8. Contraindications

  • Known hypersensitivity to drug components.

  • Active or suspected neoplasia (due to mitogenic potential).

  • Closed epiphyses in children (risk of disproportionate growth).

  • Hypoglycemia unawareness in patients at risk.


9. Adverse Effects

Common

  • Hypoglycemia (especially if meal not consumed shortly after dosing).

  • Injection site reactions.

  • Headache, dizziness.

Less Common but Important

  • Tonsillar/adenoidal hypertrophy → snoring, sleep apnea.

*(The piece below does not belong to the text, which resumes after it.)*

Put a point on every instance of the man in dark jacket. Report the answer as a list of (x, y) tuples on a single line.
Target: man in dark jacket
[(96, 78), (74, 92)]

  • Intracranial hypertension.

  • Joint pain, myalgia.

  • Edema.

Rare/Serious

  • Benign intracranial hypertension with papilledema.

  • Potential tumor promotion in predisposed individuals.


10. Drug Interactions

  • Insulin and other hypoglycemic agents – additive risk of hypoglycemia.

  • Glucocorticoids – may antagonize growth-promoting effects by inhibiting GH-IGF axis.

  • Oral estrogens – can lower circulating IGF-1 levels via hepatic effects.


11. Monitoring

  • Growth velocity and height in pediatric patients.

  • Blood glucose (pre- and post-dose).

  • Signs of intracranial hypertension.

  • ENT evaluation for adenotonsillar hypertrophy during long-term therapy.


12. Advantages

  • Directly addresses growth failure in cases where GH therapy is ineffective due to GH resistance.

  • Potent anabolic and mitogenic effects beneficial in selected conditions.


13. Limitations

  • Requires subcutaneous injection; long-term therapy often needed.

  • Hypoglycemia risk mandates careful meal timing.

  • Theoretical and observed potential for stimulating neoplastic growth limits use in cancer-prone patients.